POSTED AT 6:52 AM ET, 09/29/2010
Keep trying if you want to succeed
When was the last time you went to Starbucks? If you are anything like me, the more appropriate question may be "When was the last day you did not go to Starbucks?"
It's hard to believe that something as ingrained in our culture as Starbucks came close to never getting off the ground. In his book, Pour Your Heart Into It, Starbucks President and CEO Howard Shultz describes his experience raising his first round of capital
from private investors. He approached more than 250 investors and 217 of them said no.
I cannot remember persisting through more than a handful of rejections. Shultz had the vision, tenacity and faith in himself and his idea to find a window when door after door was slammed in his face.
It reminds me of a little poem my mom used to sing with me when I was a small girl: "If at first you don't succeed, try, try again." Only the success lesson in this is more like, "If at first you don't succeed, try, try (and try and try) again."
POSTED AT 6:51 AM ET, 09/27/2010
Sharing your goals for success
Want to reach your most important goal? Then you better keep it to yourself--or so says Derek Sivers in this gem of a TED talk.
According to Sivers, we derive so much satisfaction from simply telling others our goals that we often end up failing to pursue them.

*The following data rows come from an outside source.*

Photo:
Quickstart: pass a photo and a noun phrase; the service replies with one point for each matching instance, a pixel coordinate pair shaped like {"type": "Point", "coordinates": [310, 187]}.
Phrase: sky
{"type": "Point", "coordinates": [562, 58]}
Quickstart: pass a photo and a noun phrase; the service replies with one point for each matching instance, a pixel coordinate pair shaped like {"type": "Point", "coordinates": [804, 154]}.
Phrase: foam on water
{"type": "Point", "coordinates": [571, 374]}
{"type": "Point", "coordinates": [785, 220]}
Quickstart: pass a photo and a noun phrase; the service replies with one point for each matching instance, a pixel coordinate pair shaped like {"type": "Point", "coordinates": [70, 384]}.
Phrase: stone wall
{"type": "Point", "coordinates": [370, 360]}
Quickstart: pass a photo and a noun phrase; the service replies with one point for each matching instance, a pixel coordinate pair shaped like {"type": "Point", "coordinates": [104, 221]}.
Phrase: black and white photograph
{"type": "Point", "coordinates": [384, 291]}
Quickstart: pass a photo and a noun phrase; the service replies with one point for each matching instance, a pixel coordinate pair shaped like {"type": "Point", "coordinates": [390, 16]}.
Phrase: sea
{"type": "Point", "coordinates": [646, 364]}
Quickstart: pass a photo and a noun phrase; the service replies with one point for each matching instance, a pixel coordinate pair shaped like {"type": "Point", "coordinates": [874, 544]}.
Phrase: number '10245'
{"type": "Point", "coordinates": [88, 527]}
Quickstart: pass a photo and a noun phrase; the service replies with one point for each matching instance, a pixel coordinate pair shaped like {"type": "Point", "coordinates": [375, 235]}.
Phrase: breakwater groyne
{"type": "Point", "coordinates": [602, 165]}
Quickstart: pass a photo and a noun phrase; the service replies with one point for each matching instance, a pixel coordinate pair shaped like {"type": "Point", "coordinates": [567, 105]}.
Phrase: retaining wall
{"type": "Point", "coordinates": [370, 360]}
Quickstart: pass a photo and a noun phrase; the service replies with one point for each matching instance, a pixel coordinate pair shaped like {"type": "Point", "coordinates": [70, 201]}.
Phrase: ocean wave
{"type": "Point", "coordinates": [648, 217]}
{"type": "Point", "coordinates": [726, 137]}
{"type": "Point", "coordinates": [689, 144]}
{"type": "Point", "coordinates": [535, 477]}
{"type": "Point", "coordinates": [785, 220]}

Or worse, we end up deluding ourselves that we've taken action toward achieving our goals when really all we've done is talk.
While I am a huge fan of Sivers and definitely appreciate his point, this time I beg to differ. There are two benefits of sharing goals publicly that I believe outweigh the drawbacks of premature self satisfaction.
1. Accountability. The accountability that I'm talking about isn't the periodic butt-kicking by a well-meaning friend, but the increased sense of obligation to follow through on commitments made in the presence of one's community.
2. Validation. There are two forms of validation that come from sharing goals publicly. The first is validation of and enthusiasm for the goal itself. Example: "Whoa! You are running a marathon? I've heard those are life changing!" The second is validation of your ability to accomplish the goals you set out to achieve. Example: "A marathon? Those take a ton of training, but you are really disciplined so if anyone can do it, you can."
While we are capable of achieving goals on our own, I think there is much to be gained by stating them publicly. And frankly, the journey toward successfully achieving goals is much more fun when those goals are shared with others.